The fact that a goofball like Michele Bachmann has a few dumb ideas doesn't mean much, in the scheme of things. What is meaningful is the fact that this belief in total deregulation and pure capitalism is still the political mainstream not just in the Tea Party, not even just among Republicans, but pretty much everywhere on the American political spectrum to the right of Bernie Sanders. Getting ordinary Americans to emotionally identify in this way with the political wishes of their bankers and credit card lenders and mortgagers is no small feat, but it happens -- with a little help.
The book is filled with wonderful insights while decorated with colourfully outlandish prose. A treat for the senses! Sure it is purple prose and puffed up outrage, but there is a heart of gold inside with a concern for the real American down inside that text. It does draw a picture of America that people need to wake up and think through.

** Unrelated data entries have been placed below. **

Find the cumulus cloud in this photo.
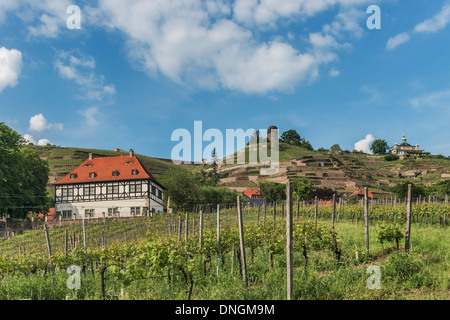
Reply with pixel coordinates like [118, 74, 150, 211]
[23, 134, 52, 146]
[88, 0, 370, 94]
[0, 47, 23, 93]
[54, 50, 116, 101]
[37, 138, 52, 146]
[29, 114, 63, 132]
[23, 134, 36, 145]
[2, 0, 372, 94]
[354, 134, 374, 154]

A New York Times Sunday Book Review by Peter S. Goodman can be found here:
In “Griftopia,” a relentlessly disturbing, penetrating exploration of the root causes of the trauma that upended economic security in millions of American homes, Taibbi argues that what unfolded was far from accidental. Rather, the nation suffered the equivalent of a hostile takeover of key areas of its commercial life by investment banking houses, while regulators and members of Congress abdicated their responsibilities either because they were influenced by campaign cash or because they believed the fairy tale that unsupervised markets always work best. The result, Taibbi asserts, was a thieves’ paradise — Griftopia.

...

In Taibbi’s telling, contemporary finance has perverted markets that once served important functions, turning them into frontier-style betting parlors. Futures markets, for example, were created to allow farmers to hedge themselves against fluctuations in crop prices, and were traditionally regulated to prevent investors from amassing holdings large enough to manipulate prices. But over the last two decades, the federal government, at Wall Street’s behest, pared down its rules, allowing speculators to dominate commodities markets. Wall Street then steered pension funds into commodities. This, Taibbi claims, was the real cause of the commodities bubble that sent oil prices soaring to ludicrous heights in the summer of 2008. And now, with many local authorities hurting for cash, Wall Street is increasingly brokering deals that turn municipal facilities like Chicago’s parking meters into investment vehicles controlled by overseas governments — deals that Taibbi presents as a taxpayer rip-off.

...

Taibbi is a skilled and often entertaining writer. He is determined to help the reader make sense of complex issues that frequently cloak political and economic power, and he adroitly demystifies much of the jargon that lards financial writing. But he is too enamored of his own style. His prose wrestles for attention with the story itself, and his predilection for shock imagery and profanity tends to undermine the points he is trying to make. The vampire squid metaphor was deadly, yet Taibbi can’t resist trying to duplicate that feat on just about every other page, as if laboring to justify his perch at the same magazine that once employed Hunter S. Thompson.
Ah... but I'm a fan of over-the-top especially for worldly affairs that are themselves over-the-top. You need prose lurid enough to make the muck visceral as you force the reader to wade through blood and gore of a nation and society gutted by greed.